A few days ago I was surfing in my own blog, reading some old entries. Following some of the links on those entries, I found that a good deal of the links in them didn’t exist anymore. Some of them returned 404 errors, others just redirected to the main page of the site under which they were previously hosted or returned server errors.
Curious to see what was the proportion of dead links linked from my blog, I cooked a small Python program to check the issue. The program was simple: it collected all URLs found on the files present in my blog (a local copy, of course), and sent requests to the servers, asking for the status of those pages through HEAD requests (it also tried to do a GET request if the HEAD request was not allowed).
After running the program, and printing some statistics, I found that I had linked roughly 1200 URLs in the two versions of my blog (Portuguese and English). A few URLs came from comments, but I included them in the statistics as well to save the trouble of separating them from my own links. Also, some URLs were incorrectly parsed given the relative difficult of properly identifying URLs in raw text.
The results were not much a surprise, considering the impression I had surfing around in the blog. From the 1200 requests, 45 returned a 404 error. That represents 3.75% of the links, which is just a small part of the links. Considering the Web’s mobility, that is not bad. However, 48 other requests, which add up to more 4% of the links, returned various other error codes. Together, they represent a good part of the links.
Checking the results, I also found out that some sites are serving customized 404 error pages that return incorrect HTTP status codes. Some even return a 200 status code when they are just a warning that the page doesn’t exist anymore. The main culprits are online newspapers and magazines.
The full (and completely unscientific) results were:
- 43 unreachable domains (3.58%)
- Some of those errors are likely temporary conditions, although I checked some and they are really expired domains (sites of political candidates, for instance).

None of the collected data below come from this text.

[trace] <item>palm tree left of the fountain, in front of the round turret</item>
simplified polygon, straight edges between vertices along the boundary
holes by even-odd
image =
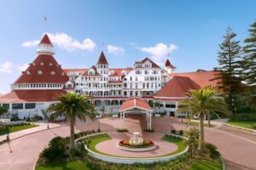
[[[69,149],[74,150],[74,125],[76,117],[85,121],[85,116],[94,118],[94,105],[90,104],[90,101],[81,94],[67,93],[61,94],[57,97],[58,103],[49,105],[48,113],[53,113],[54,118],[65,114],[70,121],[70,144]]]

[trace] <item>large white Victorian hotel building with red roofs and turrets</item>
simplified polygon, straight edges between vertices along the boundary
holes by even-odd
[[[111,68],[103,52],[89,69],[62,69],[47,35],[38,47],[38,57],[11,85],[11,92],[0,97],[0,105],[20,118],[44,117],[56,96],[67,92],[91,96],[100,114],[117,114],[126,99],[139,97],[158,101],[154,112],[166,111],[169,116],[189,89],[217,85],[212,81],[214,71],[174,73],[176,67],[168,59],[164,68],[148,58],[133,67]]]

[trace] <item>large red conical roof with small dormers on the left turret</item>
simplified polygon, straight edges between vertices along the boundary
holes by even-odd
[[[38,74],[38,71],[42,71],[42,74]],[[67,81],[67,75],[52,55],[39,54],[14,83],[65,83]]]

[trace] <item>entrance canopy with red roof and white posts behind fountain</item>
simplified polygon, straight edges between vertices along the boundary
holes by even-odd
[[[129,113],[142,114],[143,116],[146,116],[147,128],[150,130],[152,128],[152,112],[153,109],[148,105],[148,103],[137,97],[126,99],[119,108],[120,120],[124,121],[125,115]]]

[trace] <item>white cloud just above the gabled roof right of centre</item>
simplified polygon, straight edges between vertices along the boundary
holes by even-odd
[[[141,51],[151,54],[152,59],[159,65],[163,65],[166,59],[174,50],[177,49],[177,46],[174,44],[170,44],[169,46],[165,43],[157,43],[154,47],[144,47],[139,48]]]

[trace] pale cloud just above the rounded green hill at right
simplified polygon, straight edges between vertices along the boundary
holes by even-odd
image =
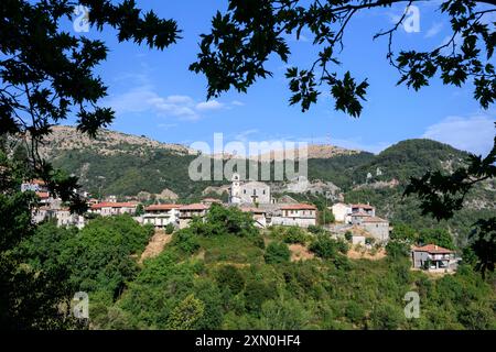
[[[493,146],[495,121],[495,118],[489,116],[448,117],[430,125],[422,136],[486,155]]]

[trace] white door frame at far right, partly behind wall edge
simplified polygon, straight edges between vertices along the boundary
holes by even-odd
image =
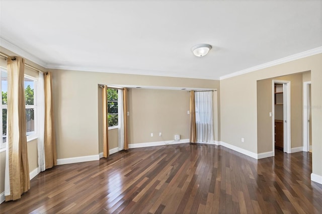
[[[309,126],[308,126],[308,85],[311,81],[303,82],[303,151],[309,151]],[[311,95],[311,94],[310,94]],[[310,123],[312,123],[310,121]]]

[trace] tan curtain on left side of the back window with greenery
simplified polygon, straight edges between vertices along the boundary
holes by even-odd
[[[109,156],[109,121],[107,118],[107,86],[102,87],[102,110],[103,110],[103,156],[107,158]]]

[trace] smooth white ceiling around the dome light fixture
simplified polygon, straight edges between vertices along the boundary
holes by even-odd
[[[322,46],[320,0],[0,4],[0,45],[47,68],[219,79]]]

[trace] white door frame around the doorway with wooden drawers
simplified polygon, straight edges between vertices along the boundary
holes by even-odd
[[[272,80],[272,146],[275,156],[275,83],[283,84],[283,138],[284,152],[291,153],[291,81]]]

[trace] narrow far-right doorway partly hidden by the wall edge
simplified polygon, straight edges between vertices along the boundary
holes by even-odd
[[[312,152],[311,81],[303,82],[303,151]]]

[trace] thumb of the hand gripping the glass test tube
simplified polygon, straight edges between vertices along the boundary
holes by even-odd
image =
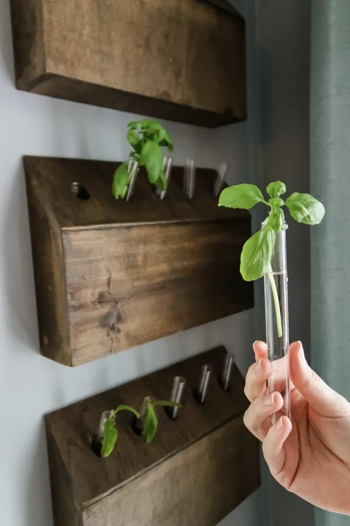
[[[327,384],[307,364],[300,341],[289,347],[289,365],[294,386],[307,402],[323,416],[342,414],[345,399]]]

- 1064 successful requests (88.67%)
- Pages that were correctly served, and some that had been moved to elsewhere. Some of those results, as mentioned before, are incorrect, which increases the number of errors.
- 93 unsuccessful requests (7.75%)
- Those include pages not found in the servers anymore, server errors, and pages that are protected now.
Considering the period in which the links were posted (one year and two months), something like 10% of the pages I linked to in my blog are now returning errors, or inaccessible. Of every ten links in my blog, one is going to results in an error. I think that’s too much. Obviously, it’s not reasonable to expect that everybody will preserve the URL spaces they created. Sometimes that’s not possible — or even desirable. On the other hand, sites that could be taking a lot more of care with their data are simply allowing their links to get broken. Quotes are made with the expectation that they will point to permanent resources, and the resources will simply disappear after some time.
Anyway, it was an interesting experiment. As there is no way to prevent the problem, there are no measure to be taken. The only thing that remains is the feeling that all the links in this site are slowly being absorbed by a great black hole in the center of the Web.